I know somewhat of that journey myself, for that very same summer, for reasons I don’t fully understand, I too struggled with depression and anxiety, and the loss of sleep. Perhaps it was due to the fact that I was still driving myself at age 50 like I was a much younger man. In trying to transform myself through a job change I gave up coffee, sugar,  and wheat and started riding my bike 30-40kms a day. I lost my ability to sleep ……and then I was gone. I was then but a distant soul looking out at some movie I  seemed to be starring in……and couldn’t stop it from going on and with increasing pain you wonder how it will end. While I got help – and believe me with proper medical attention the solutions are easy – I can at least understand how these fine men, all, came to that final decision. Not rational at all, but living in an irrational situation, they just wanted relief from their mental anguish, and stemming from that , their real physical pain. It’s one thing to feel you can’t get through the day…….and it’s quite another to feel you can’t get through another minute.
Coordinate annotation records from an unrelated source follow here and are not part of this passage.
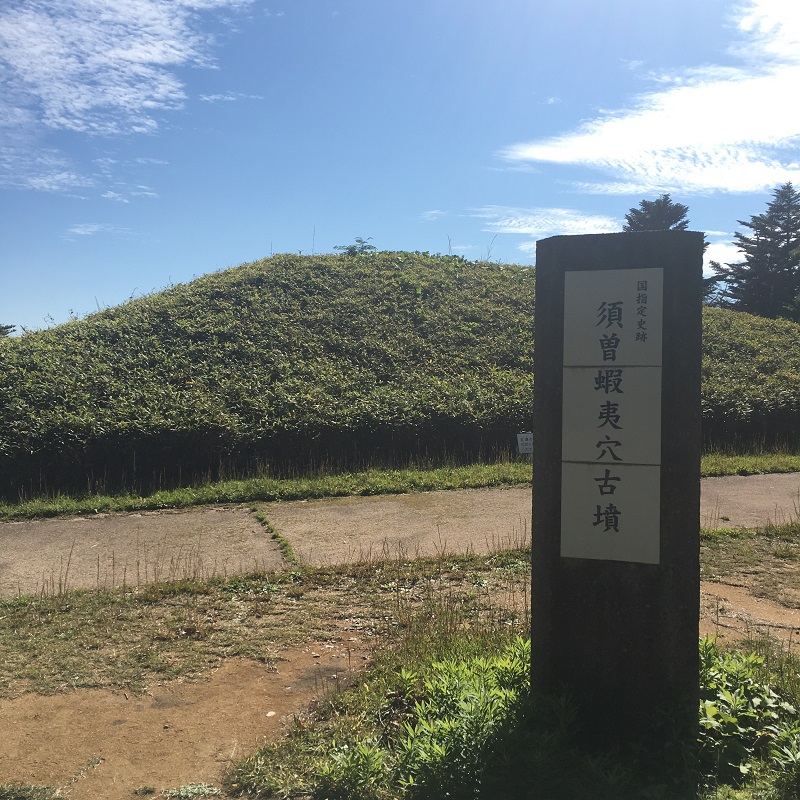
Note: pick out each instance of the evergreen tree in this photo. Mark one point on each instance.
(767, 282)
(660, 214)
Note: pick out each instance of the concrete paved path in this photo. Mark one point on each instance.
(107, 550)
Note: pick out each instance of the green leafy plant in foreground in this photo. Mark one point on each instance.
(469, 728)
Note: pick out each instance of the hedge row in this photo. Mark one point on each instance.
(294, 361)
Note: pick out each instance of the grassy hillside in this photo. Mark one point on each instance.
(294, 361)
(287, 360)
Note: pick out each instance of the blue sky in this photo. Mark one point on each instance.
(146, 142)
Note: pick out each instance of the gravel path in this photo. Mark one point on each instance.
(107, 550)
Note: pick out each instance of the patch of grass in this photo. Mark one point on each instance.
(375, 481)
(465, 726)
(718, 463)
(284, 545)
(129, 638)
(21, 792)
(266, 489)
(191, 791)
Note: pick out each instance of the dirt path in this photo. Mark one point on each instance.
(111, 549)
(102, 745)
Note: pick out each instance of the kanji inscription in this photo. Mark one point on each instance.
(611, 420)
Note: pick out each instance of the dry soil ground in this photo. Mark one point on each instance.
(102, 745)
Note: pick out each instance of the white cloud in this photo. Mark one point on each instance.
(99, 67)
(710, 129)
(229, 97)
(722, 252)
(92, 228)
(542, 222)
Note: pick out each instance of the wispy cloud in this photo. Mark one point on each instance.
(229, 97)
(92, 228)
(705, 130)
(98, 67)
(541, 222)
(538, 223)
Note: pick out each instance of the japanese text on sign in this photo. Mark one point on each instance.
(611, 435)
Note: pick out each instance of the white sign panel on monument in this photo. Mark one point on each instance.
(611, 429)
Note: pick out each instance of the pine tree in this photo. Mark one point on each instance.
(660, 214)
(767, 282)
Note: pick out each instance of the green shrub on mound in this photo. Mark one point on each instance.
(287, 361)
(301, 361)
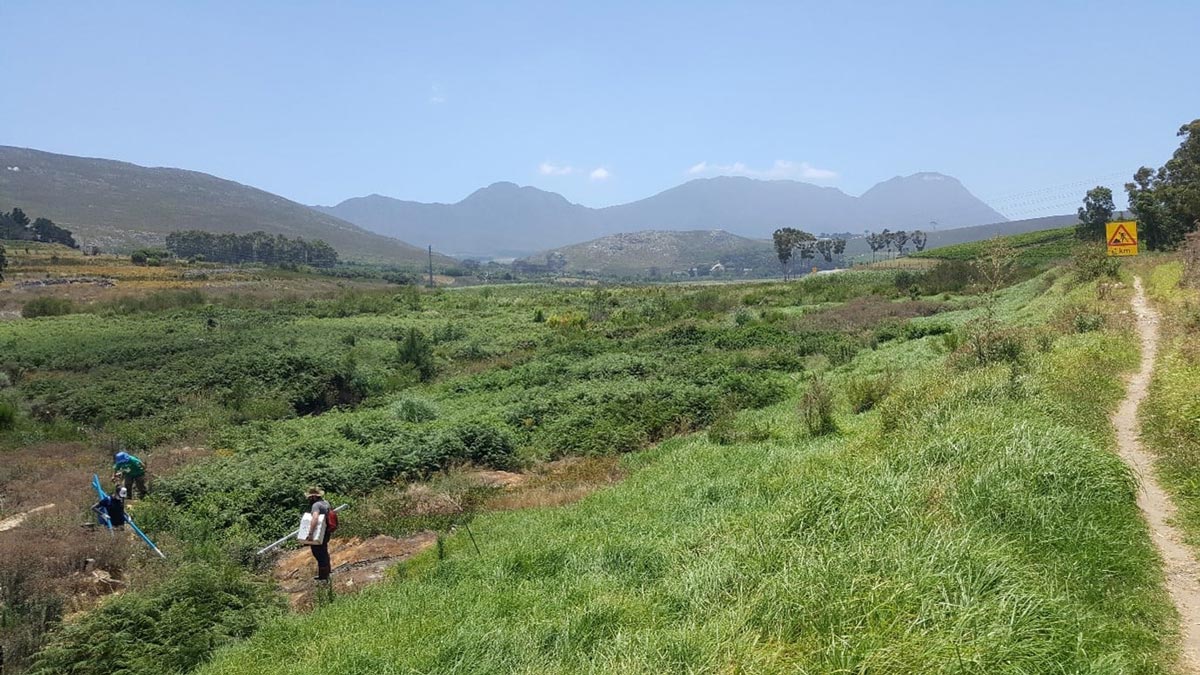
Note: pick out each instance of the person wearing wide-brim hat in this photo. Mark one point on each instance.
(318, 506)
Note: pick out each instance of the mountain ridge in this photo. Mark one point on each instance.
(672, 254)
(508, 219)
(121, 205)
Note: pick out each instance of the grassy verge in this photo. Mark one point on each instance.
(976, 520)
(1171, 412)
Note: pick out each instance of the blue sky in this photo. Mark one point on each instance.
(1026, 102)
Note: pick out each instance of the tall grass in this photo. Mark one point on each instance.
(985, 532)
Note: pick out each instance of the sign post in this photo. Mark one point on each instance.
(1121, 237)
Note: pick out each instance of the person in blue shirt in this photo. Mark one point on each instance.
(113, 506)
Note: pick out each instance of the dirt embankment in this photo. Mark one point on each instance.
(1179, 563)
(359, 562)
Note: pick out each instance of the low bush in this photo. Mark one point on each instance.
(171, 628)
(817, 408)
(413, 410)
(1091, 262)
(865, 392)
(7, 416)
(47, 305)
(1087, 321)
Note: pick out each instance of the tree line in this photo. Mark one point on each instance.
(895, 240)
(1165, 201)
(16, 225)
(791, 243)
(253, 248)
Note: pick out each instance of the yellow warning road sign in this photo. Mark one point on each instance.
(1122, 237)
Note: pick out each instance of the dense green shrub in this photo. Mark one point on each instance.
(1091, 262)
(479, 442)
(411, 408)
(7, 416)
(867, 390)
(1087, 321)
(817, 408)
(47, 305)
(169, 628)
(415, 352)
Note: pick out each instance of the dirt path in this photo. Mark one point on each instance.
(1179, 563)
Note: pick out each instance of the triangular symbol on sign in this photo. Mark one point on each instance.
(1122, 237)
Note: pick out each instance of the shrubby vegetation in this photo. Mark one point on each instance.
(366, 389)
(16, 225)
(253, 248)
(47, 305)
(169, 628)
(963, 503)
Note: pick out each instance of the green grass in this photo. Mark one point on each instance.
(1170, 416)
(1032, 248)
(990, 530)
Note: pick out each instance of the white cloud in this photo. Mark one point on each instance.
(550, 168)
(780, 169)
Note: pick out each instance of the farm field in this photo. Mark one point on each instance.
(826, 475)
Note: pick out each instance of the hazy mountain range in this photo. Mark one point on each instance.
(119, 207)
(672, 254)
(505, 219)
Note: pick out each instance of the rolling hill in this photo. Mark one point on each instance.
(119, 207)
(505, 219)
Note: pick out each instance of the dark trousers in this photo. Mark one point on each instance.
(135, 481)
(321, 554)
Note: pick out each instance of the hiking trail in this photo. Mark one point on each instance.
(1179, 565)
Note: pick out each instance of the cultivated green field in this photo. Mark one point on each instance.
(976, 520)
(870, 471)
(1032, 248)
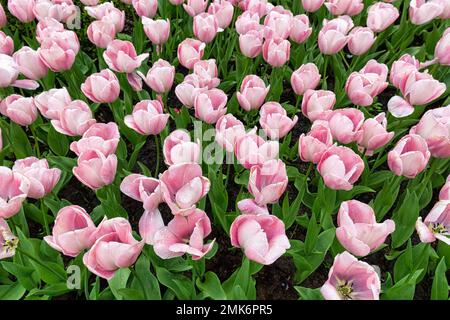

So if professional hockey wants to reinforce fighting as a bona fide aspect of the game then we might want to add it to the Hockey Canada hockey skills framework – otherwise we should continue the journey to diminish  it in the game. The purveyors of the craft in our game seem to be paying too high a price.

All of us in the minor hockey community were horrified when a hockey mom from Surrey was killed outside the local Surrey arena as she was picking up her son after he refereed a game.

http://www.theglobeandmail.com/news/british-columbia/man-charged-in-hockey-mom-death-to-appear-in-bc-court/article18840621/#dashboard/follows/

Yesterday, at the PCAHA annual general meeting we held a moment of silence for the people of the hockey community who we lost or were taken from us in the past year. Julie Paskall was mentioned by name. Little did we know that a prime suspect in the case had been arrested.